Lea also recommends creating separation between business and personal time.
“You need separation. That might be no business talk at certain times, but it also helps to have a set weekly meeting where business gets discussed properly, ideally away from home.”
How should family businesses handle disagreements?
Disagreements are inevitable in both business and personal relationships, but Sharon says processes are important for keeping disagreements productive.
“Frame it as a business problem, not a personal one.”
She recommends agreeing on objectives, identifying who owns the decision and reviewing outcomes later based on evidence.
“This approach works because it changes what the disagreement is actually about.

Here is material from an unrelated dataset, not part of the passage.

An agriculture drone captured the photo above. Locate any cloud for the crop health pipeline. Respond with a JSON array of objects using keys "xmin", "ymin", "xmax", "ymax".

Instead of two people asserting equal authority, you have two people solving a problem with defined roles.”
Why documented systems are important
Formal systems and procedures are critical for long-term business growth.
Lea says even smaller businesses benefit from stronger operational discipline.
“Documented processes, position descriptions, basic reporting, regular meetings and writing down key decisions all make a big difference.”
She also recommends operating the business as though it may eventually be sold.
“One of the best things you can do is run the business as if you might sell it one day.”
Advisory boards or independent advisers can also help improve accountability and structure.
“Putting the right structures in place early makes growth easier and gives you options later, whether that’s bringing others in or eventually stepping back.”
Why separating business and personal finances matters
Sharon says one of the most important long-term steps is separating personal and business finances properly.
“Separate business and personal finances early. Pay yourselves proper wages, build retained earnings, and progressively reduce the business’s dependence on both of you through deliberate hiring and documented processes.”
She says scalable businesses cannot remain fully dependent on both owners forever.
“If the business can’t run without both partners, it isn’t scalable.”
Family business warning signs
Relationship or communication problems can eventually affect business performance if left unresolved.
Lea says warning signs often include:
repeated disagreements
reactive communication
resentment around workload imbalance
decisions becoming personal rather than business-focused
Sharon says operational problems often appear after relationship issues have already developed.
“By the time the financials show it – margins softening, inconsistent quoting, cashflow tightening – the dynamic has usually been off for a while.”
She says early warning signs include:
deferred decisions
feedback becoming personal criticism
one partner withdrawing from responsibilities
“When those patterns appear, name them as a business issue and address them directly.”
Frequently asked questions about family businesses
Why are family businesses common in the electrical industry?
Family businesses are common because they often involve high levels of trust, shared financial goals and long-term commitment.
What are the biggest risks in a family business?
The biggest risks include poor communication, unclear responsibilities, lack of structure and blurred boundaries between work and home life.
Why are documented systems important?
Documented systems improve clarity, accountability and scalability while reducing reliance on informal communication.
How can family businesses handle disagreements better?
Treat disagreements as business problems rather than personal conflicts and establish clear decision-making responsibilities.
Why should family businesses separate personal and business finances?
Separating finances improves business clarity, scalability and long-term financial management.
What electrical contractors should remember
Family businesses can be incredibly strong when trust, communication and structure work together.
For electrical contractors and wholesalers, long-term success comes from treating the business professionally, documenting processes clearly and building systems that reduce conflict and improve accountability.
The businesses that thrive are usually the ones that combine the strengths of family trust with the discipline of a properly structured business.